Еламан рассмеялся над простодушием своего друга. Кален засопел в темноте.
— Чего смеешься? — обидчиво спросил он. — Еще этот твой приятель сказал: «Если все выполнишь, станешь таким батыром, который один стоит сотни врагов». А что, неправильно я сделал, что согласился?
— Очень даже правильно!
— У, мать твою!.. То-то! — по привычке добродушно выругался Кален. — Не зря, должно быть, в народе говорят, что ты душу продал красным. Небось не подумал, уцелеет ли твой Кален-ага, а подумал, выполнит ли он просьбу этого твоего дохляка. Что, не угадал я? Ну ладно, рад, что ты жив-здоров. Прощай!
— Удачного вам пути!
Кален вскочил на коня. Еламан пошел проводить его по степи. Он шел, держась за стремя, и рассказывал Калену о том, что передовой отряд белых уже прибыл сегодня в эти края и что он видел Танирбергена. Кален даже коня остановил.

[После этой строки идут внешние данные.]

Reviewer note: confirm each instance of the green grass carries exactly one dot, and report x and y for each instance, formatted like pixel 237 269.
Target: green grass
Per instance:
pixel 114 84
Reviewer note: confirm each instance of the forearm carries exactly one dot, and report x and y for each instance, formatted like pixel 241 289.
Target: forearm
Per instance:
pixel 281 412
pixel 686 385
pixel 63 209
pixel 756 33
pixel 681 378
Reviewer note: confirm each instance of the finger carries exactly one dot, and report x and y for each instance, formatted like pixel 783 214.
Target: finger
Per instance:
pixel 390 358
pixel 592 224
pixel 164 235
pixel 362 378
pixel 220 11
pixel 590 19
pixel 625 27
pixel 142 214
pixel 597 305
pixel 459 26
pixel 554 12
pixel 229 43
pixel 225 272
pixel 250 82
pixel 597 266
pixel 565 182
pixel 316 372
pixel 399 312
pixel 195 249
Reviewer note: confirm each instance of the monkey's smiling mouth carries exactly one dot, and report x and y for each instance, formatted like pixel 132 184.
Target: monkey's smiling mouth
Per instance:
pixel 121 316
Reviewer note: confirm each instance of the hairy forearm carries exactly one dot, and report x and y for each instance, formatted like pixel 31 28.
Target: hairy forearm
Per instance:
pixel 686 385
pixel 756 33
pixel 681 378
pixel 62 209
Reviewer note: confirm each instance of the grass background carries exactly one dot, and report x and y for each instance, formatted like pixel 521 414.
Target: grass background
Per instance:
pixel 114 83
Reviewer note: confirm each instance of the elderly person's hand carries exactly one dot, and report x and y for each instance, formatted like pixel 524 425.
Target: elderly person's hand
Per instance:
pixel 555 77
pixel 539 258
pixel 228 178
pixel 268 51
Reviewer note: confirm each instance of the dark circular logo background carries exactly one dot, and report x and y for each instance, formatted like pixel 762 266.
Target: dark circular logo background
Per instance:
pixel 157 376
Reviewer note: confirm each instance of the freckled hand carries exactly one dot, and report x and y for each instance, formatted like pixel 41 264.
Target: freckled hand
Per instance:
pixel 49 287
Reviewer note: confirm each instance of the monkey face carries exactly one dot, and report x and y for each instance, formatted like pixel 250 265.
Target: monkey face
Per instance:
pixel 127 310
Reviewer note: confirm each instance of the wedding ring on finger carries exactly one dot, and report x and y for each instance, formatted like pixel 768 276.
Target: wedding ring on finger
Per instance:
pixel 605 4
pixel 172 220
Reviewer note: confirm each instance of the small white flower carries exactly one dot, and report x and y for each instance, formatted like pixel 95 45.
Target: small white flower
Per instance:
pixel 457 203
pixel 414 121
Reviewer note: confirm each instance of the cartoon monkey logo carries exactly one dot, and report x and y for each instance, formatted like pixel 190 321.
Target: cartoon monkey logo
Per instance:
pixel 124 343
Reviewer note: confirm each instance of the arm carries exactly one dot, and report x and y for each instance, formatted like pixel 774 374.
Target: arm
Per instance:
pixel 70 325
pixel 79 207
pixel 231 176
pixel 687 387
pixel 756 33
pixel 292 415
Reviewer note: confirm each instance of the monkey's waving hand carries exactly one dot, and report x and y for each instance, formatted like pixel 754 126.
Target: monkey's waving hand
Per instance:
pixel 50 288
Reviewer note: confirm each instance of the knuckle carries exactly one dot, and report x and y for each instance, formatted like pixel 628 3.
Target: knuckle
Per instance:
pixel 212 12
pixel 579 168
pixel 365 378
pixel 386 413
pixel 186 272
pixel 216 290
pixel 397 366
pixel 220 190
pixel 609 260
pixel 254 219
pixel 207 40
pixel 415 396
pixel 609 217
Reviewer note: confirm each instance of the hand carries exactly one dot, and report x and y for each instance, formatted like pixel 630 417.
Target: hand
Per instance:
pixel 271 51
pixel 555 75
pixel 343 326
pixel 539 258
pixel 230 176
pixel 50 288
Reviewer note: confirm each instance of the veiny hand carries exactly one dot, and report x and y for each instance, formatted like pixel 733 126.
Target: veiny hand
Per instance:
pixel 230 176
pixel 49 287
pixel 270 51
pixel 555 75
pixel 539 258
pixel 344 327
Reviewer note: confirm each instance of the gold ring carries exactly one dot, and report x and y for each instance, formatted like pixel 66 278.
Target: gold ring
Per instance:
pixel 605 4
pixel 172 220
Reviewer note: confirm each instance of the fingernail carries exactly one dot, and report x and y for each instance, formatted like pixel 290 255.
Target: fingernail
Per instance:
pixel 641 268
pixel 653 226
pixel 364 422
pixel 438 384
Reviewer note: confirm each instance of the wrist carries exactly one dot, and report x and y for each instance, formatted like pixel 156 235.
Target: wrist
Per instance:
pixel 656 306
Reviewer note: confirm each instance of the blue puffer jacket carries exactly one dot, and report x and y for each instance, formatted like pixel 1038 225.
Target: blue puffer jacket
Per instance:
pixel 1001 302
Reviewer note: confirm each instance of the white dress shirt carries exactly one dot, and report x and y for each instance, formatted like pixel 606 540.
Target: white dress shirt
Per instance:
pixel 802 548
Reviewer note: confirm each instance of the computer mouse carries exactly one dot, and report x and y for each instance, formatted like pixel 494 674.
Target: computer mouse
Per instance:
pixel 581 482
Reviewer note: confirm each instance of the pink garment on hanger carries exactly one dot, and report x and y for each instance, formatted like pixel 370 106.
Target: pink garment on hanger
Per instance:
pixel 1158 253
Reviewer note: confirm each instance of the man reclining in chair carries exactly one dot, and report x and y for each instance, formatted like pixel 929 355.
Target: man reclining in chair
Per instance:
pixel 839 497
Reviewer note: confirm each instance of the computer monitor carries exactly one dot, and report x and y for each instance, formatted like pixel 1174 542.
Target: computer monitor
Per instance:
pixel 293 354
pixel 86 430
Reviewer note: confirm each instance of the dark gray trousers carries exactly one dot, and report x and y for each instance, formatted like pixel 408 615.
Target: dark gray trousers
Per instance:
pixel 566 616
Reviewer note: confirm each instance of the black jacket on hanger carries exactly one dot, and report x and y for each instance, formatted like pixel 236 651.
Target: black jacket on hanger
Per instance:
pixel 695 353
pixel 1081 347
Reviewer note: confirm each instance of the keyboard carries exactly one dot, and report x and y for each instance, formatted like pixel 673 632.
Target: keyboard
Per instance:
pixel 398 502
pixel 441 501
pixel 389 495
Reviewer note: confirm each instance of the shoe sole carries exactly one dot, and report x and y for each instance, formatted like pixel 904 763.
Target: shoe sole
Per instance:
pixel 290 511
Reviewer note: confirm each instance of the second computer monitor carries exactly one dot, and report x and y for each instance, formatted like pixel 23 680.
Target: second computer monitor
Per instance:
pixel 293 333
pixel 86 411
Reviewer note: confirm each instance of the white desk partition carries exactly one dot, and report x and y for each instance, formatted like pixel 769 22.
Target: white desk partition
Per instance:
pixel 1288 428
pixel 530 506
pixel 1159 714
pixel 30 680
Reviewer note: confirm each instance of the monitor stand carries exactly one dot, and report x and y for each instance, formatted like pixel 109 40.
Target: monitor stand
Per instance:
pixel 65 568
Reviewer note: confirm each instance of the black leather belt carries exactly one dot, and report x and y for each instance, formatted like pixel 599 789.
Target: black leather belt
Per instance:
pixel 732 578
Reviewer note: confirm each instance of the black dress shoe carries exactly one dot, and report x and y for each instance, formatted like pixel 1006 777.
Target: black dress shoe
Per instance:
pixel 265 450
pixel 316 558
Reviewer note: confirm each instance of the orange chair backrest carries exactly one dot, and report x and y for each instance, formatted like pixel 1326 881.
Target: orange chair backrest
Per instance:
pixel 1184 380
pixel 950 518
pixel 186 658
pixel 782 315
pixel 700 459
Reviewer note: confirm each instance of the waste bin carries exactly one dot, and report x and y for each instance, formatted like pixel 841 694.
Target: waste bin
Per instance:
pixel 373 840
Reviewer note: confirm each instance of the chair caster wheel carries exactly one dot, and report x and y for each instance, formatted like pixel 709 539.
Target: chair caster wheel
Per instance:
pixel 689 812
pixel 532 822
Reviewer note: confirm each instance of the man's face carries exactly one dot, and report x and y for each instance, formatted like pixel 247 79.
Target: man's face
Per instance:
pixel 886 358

— Ну?! А он-то чего с ним болтается?
— Он проводником у них. Поведет через богатые аулы, по тем местам, где есть колодцы.
— Вон оно что.
— Да, вот так-то. Он ведь берега Арала не хуже тебя знает.
— Так, так… — грозно повторил Кален. Подоткнув под себя полы чапана, он ударил себя по сапогу доиром. Потом, будто давая обет, глухо проговорил — Да сгинет мое имя Кален, если я им в этой степи оставлю хоть каплю воды!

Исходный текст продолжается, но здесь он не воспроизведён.